El sociólogo Max Weber teorizó que el Estado se construye a partir del uso legítimo de la violencia, la cual se encuentra organizada, justificada y aceptada por la población para garantizar la supervivencia del Estado. Cada acción represiva tiene un propósito claro, un marco legal y responde al interés colectivo, aunque esto último acarrea debates. Sin embargo, la construcción del Estado Peruano nunca ha estado vinculada con un proceso racional. Las formas de acabar con la disidencia nunca estuvieron construidas racionalmente, más bien fueron luchas entre caudillos que veían al Estado como un botín.
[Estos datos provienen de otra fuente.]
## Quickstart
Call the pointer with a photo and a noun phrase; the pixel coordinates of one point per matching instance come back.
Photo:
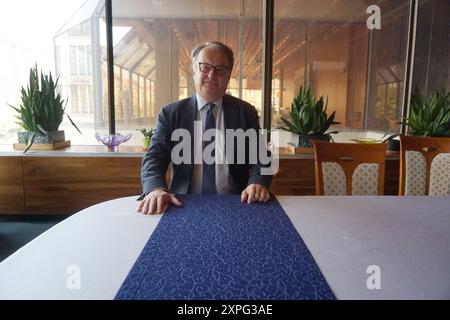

Es entonces que cierto sector de la población termina aceptando la aparición de un régimen autoritario que rompe con aquel caudillismo o democracia ineficiente. Nos sentimos atraídos, creemos que es lo más cercano a tener un Estado; sin embargo, todo lo sólido se desvanece en el aire y el supuesto Estado no es más que una ilusión. Ese autoritarismo corresponde a intereses personales más que a algún proceso de construcción nacional. Al final todo esto nos demuestra que aquella independencia que se proclamó en 1821 nunca se concretó. Actualmente, el Estado ya no tiene enemigos externos que atenten contra su integridad: su principal enemigo es él mismo.